Sherap joined the monastery when he was five and has been separated from his family since. “When I was small, whenever I used to see monks, I admired the way they carry themselves. I decided then that I will become one,” he said. But Tsepak’s case is different. He became one because his mother wanted him to be one. “I come from China occupied Tibet. When I was nine, my mother sent me to India to become a monk. I have not been home since then. I’m not sure if I can go back and visit, since getting a visa is very difficult,” he said politely, again with a smile.
But you could feel none of these tensions in their demeanor as they spoke to me. They were charming and fell into conversation very easily. Five of them are students of Drepung Loseling Monastic University, Hubli. Lobsang and Konchok are PhD students nearing graduation, whereas Sherap, Shesal and Tsepak are graduates and have close to six years completion. There are close to 3000 monks studying in that university.
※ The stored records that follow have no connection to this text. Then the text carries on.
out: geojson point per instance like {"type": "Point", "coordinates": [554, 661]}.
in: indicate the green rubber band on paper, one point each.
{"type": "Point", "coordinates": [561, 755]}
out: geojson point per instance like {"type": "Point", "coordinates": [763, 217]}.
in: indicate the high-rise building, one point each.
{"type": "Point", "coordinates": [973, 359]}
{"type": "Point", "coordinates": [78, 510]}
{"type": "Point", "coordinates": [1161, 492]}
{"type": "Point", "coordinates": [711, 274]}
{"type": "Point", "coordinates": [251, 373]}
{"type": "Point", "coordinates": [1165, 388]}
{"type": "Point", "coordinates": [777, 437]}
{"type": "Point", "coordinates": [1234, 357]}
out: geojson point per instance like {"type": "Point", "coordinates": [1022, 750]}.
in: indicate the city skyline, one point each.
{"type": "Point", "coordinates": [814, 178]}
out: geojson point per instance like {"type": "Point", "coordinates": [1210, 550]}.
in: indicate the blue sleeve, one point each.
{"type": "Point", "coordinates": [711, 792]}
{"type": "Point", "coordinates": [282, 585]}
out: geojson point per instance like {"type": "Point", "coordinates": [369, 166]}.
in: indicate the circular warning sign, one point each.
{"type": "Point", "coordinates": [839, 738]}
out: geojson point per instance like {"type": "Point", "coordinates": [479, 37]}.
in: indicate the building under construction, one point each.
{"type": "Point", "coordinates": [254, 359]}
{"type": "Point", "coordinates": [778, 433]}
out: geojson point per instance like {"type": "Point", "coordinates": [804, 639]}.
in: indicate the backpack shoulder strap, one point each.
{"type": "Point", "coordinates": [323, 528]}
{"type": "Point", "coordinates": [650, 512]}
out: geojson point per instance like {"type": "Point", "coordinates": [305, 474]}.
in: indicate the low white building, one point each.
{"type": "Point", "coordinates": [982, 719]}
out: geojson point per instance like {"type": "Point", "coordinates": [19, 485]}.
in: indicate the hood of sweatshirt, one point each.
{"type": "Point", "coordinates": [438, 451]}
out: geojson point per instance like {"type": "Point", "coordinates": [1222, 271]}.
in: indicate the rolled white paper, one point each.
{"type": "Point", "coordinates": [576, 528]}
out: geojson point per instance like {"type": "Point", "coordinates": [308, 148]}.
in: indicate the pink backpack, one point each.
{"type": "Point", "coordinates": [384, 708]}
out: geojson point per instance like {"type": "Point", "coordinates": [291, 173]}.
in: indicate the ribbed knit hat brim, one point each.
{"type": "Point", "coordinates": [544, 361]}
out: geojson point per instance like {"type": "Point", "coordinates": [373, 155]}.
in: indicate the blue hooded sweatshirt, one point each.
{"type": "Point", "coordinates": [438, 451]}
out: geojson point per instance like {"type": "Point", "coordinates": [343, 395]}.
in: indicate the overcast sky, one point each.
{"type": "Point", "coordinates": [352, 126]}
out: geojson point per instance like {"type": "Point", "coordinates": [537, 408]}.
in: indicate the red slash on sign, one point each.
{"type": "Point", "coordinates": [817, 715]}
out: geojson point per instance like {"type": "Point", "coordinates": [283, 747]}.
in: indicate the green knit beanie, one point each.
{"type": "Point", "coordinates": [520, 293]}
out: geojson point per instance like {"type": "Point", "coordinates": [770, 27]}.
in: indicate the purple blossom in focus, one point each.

“We learn Buddhist philosophies and read ancient scriptures written in Tibetan. We try to practice philosophies of Buddha in everyday life,” said Sherap, the most talkative one in the group. Most of them complete their PhD before moving out from the University. “Once we graduate we can pursue our own way be it teaching or preaching Buddhism around the world,” he said. If you ask them what is it they want to do, all you get is that smile again. Lobsang and Konchok, who will be graduating in 1-2 years, smiled at each other and just laughed out loud. Well they are just like us, have no idea what they want to do. It somehow makes them more human.
So what is their day-off like, I asked. “We have only one day off. It is Monday, as it is bazaar day in the Tibetan settlement. So most of the day is spent in buying daily essentials, as we are busy with studies rest of the week,” Shesal said. They also catch up with friends and just relax, mostly on their day-off.
What was I even expecting? That they will tell me, they would get up at dawn, read scriptures and perform some ritual. May be. But hearing them talk, broke down my prejudices about monks and their life.
So like a tourist in a foreign place, I took pictures with them. Even as I was thinking, how to keep in touch Tsepak came to me with his smart phone and asked my Facebook id. I could hear another wall of baseless assumptions breaking. Why did I not think that they could have access to internet or they will be in Facebook? I realised I’m the one trying to put them in a box that would fit my image of a monk. They are the ones who interact with people on a regular basis and being in social media definitely helps them. I gave out the Facebook name and got their contact details.
It was an evening of revelation for me. I should have known better than to assume what a life of a monk is.
But getting to know at least a little bit about what drives them, answered a bit my curiosity. I often wondered if they ever regret becoming a monk. Being a monk is the most difficult thing as far as I’m concerned. They had to stay away from family, not allowed to indulge themselves and should never give into temptation. But looking at them, I could feel that it does not matter. If they had chosen it because they wanted to or imposed upon, they do not regret what they had become.
“It all depends on which side you want to be. Either do want you want and accumulate sin. Or be a monk to live a sin-free life,” Sherap said, in a matter-of-fact tone, still smiling.
Well, though I would rather accumulate sin, may be it is not all bad being on the other side.